There exist no games of myself with 4...Bg7 in the databases and on this blog you can't even find back a hint of it that I would deviate with 4...Bg7. I did however once at the sleeping site of schaakfabriek mention that I consider this line theoretically interesting but that happened in 2015. It is very unlikely that my opponent based his analysis on it. After the game Arno admitted that he prepared very well for this line. At the moment Arno left book, the game was more or less decided already as after 12 moves white has a very large (probably winning) advantage. How is this possible on this very modest level to encounter such deep preparation as what more can we do than deviating at move 4 to avoid such debacle?

Well of course one can deviate at move 1,2 or 3 of course. Anyway in 99% of the cases deviating at move 4 should be sufficient but here I met a very clever and experienced opponent. He knows me very well and follows this blog already for years. In our 2 earlier encounters he had prepared different systems but these were bigger systems so it was impossible/ very hard to check all possible lines. This time Arno made sure he chose a system in which only a limited number of lines are existing. The only difficulty remaining was to choose a system of which he has a very good chance that it would occur on the board. Eventually he noticed my game of the 5th round of Open Leuven played on a live-board less than 1 month ago in which the exact same 3 moves were played of the system. A screenshot of my opening-book shows how few games exist in the database with this system.
So we only have to deal with about 100 games in the megadatabase of which one of the 2 players has at least a +2300 rating. Maybe only 10% is relevant for the theory so in the end you only need to investigate 10 games deeper with a strong engine. By summarizing the key-lines it is pretty simple to memorize it and be fully prepared for battle. Arno knew that I normally always play first board so he was almost sure that I would be his opponent in the interclubs. Besides he also knew from experience and my blog that I very often allow the same systems. Therefore it is no surprise that an ambitious fide-master like Arno prepared himself for 4...Nf6 , 4...Bg7 as well as 4...Rh7.

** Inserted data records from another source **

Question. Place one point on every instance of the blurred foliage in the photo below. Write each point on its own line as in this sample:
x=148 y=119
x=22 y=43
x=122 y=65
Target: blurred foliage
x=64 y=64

So switching between lines even of which I have no games in the database, seems insufficient to survive the preparation of my opponents on my modest level. In a report of my match against KOSK I read that I am one of the most famous players in Belgium but this is rather a disadvantage for me at the board. I think my problem is also very rare as I don't know any other people in Belgium experiencing the same issues. There are no top 100 of the world-players in Belgium so nobody needs to deal with very specific preparations of their opponents. This is very different at the candidates which are played at Yekaterinburg in Russia. There we clearly see players whom stick to their normal systems, are suffering a lot as the opponents prepared some very specific lines very deeply.